C’est une famille de virus à laquelle appartient le Covid‐19, apparu pour la première fois en Chine et désormais presque partout dans le monde.

Quels symptômes ?
Les premiers symptômes de la maladie sont la fièvre, une toux sèche ou encore des difficultés respiratoires.

Qui est touché ?
Les personnes âgées et celles souffrant d’antécédents médicaux sont les plus menacées, mais le virus touche petit à petit toutes les tranches d’âge.

Quelles décisions ont été prises par le président de la République ?
Emmanuel Macron a pris la décision d’un confinement quasi‐total de la population.

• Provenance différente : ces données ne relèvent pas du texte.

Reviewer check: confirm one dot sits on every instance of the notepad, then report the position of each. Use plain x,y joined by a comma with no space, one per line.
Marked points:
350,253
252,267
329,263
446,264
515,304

Quelles sont les mesures sanitaires prises par les autorités ?
Les déplacements sont contrôlés et limités au travail, rendez‐vous médicaux, ou courses de première nécessité (alimentation, pharmacie…).

Quid des mesures économiques ?
Plusieurs mesures économiques ont été prises par l’exécutif afin de limiter l’impact sur les entreprises et les salariés.

Quels sont les gestes à adopter au quotidien ?
Lavez‐vous les mains, évitez tout contact physique et toussez ou éternuez dans votre coude ou un mouchoir à usage unique.

Que faire en cas d’apparition de symptômes ou d’infection ?
Privilégiez l’appel à un médecin traitant avant d’utiliser les numéros d’urgence.

Existe‐t‐il des médicaments ou un vaccin contre le Covid‐19 ?
Il n’existe pour le moment aucun vaccin ou médicament pour se prémunir contre le Covid‐19, ou pour le soigner.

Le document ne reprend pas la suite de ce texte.